Data from the Hargreaves Lansdown Savings and Resilience Barometer found that 49% of households where couples make retirement plans together were on track for a moderate retirement income.

“Two heads really are better than one when it comes to retirement planning with the latest data from the HL Savings and Resilience Barometer showing almost half of households where financial decisions are shared are on track for a moderate retirement income. This compares to around 40% for those households where just one person takes the decision, says Helen Morrissey, head of retirement analysis at Hargreaves Lansdown:

Putting a plan in place that works for both parties means couples know what their financial goals are and can work together to achieve them, she adds. This can also make the financial burden of planning as a couple less onerous.

“Leaving decisions to one partner leaves the other in the dark and you may not realise if you or your partner is under saving. Similarly, you could miss key opportunities to boost contributions that could make a real difference to how much you end up with in retirement.

Morrisey also highlighted that couples should not rely on one partner’s pension at the expense of building separate pensions.

“If your partner has a very generous pension it is tempting to think you don’t need one yourself and this could work out fine if you stay together. However, if you were to split up you could find yourself approaching retirement with little, if any retirement provision,” she says.

“It may feel very unromantic to think this way when you are in a happy relationship but the prospect of a retirement where you are struggling to make ends meet is an even less pleasant prospect.”

Building up separate retirement provisions is “hugely important and incredibly tax efficient”, she adds.

“You both have your own individual set of tax allowances and so it makes sense to make full use of both where possible. If you aren’t working, your partner can still contribute up to £2,880 per year to your pension and this will attract 20% tax relief from the government bringing the contribution up to £3,600. This is really useful especially if your partner has used up their own pension annual allowance.
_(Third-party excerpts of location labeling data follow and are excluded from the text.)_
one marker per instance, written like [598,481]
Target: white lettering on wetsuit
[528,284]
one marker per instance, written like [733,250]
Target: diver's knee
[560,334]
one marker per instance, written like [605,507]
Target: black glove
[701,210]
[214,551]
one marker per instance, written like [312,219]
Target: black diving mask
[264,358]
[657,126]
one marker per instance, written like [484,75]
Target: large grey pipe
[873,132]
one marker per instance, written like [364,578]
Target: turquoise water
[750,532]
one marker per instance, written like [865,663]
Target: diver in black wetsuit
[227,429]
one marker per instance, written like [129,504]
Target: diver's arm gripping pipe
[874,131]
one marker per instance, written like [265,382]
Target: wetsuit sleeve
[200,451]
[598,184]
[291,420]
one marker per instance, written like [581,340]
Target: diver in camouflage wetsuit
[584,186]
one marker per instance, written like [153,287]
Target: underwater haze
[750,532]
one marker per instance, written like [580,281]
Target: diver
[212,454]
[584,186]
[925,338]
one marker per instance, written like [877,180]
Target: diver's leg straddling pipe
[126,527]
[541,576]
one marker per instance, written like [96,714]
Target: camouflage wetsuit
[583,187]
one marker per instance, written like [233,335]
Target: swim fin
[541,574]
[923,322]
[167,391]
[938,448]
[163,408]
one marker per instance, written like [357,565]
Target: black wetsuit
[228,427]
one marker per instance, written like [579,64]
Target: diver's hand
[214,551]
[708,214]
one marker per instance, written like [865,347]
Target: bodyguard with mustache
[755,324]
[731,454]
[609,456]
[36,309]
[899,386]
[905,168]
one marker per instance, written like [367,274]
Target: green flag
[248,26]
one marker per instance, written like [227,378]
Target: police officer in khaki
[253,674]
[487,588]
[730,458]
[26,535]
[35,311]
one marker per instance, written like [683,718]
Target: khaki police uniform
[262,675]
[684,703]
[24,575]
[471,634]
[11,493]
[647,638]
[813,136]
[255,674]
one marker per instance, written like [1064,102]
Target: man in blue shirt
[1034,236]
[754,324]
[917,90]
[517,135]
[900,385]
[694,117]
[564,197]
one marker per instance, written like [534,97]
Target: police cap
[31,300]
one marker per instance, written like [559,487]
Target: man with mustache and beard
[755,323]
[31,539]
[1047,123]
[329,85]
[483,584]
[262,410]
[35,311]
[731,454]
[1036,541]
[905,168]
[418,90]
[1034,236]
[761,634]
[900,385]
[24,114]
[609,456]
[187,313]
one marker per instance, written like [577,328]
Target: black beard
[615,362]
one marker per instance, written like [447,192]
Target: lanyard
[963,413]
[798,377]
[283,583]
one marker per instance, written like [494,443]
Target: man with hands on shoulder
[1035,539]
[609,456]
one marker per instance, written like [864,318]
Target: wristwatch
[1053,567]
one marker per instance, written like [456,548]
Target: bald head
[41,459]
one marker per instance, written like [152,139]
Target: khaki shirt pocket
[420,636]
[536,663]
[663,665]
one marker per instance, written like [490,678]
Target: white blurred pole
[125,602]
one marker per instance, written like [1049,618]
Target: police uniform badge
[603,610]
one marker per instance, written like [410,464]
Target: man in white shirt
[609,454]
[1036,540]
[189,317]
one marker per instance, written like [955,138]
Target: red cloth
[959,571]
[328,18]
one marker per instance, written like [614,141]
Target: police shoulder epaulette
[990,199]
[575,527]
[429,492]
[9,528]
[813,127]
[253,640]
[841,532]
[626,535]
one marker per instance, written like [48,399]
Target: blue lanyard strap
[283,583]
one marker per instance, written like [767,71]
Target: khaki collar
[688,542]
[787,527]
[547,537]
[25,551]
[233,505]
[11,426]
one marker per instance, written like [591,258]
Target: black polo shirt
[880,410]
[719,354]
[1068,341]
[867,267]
“If you are under the age of 40 and have a Lifetime ISA (LISA) then your partner can also contribute to that, and you benefit from the 25% bonus. It’s an ideal way of boosting not only your own financial resilience but your overall position as a couple.

“Relying on one partner’s pension also increases the likelihood of paying more tax when you draw an income in retirement. Both partners have a personal allowance of up to £12,570 before they need to start paying tax. It makes sense to use both allowances than potentially have one partner paying higher rate tax and the other none.”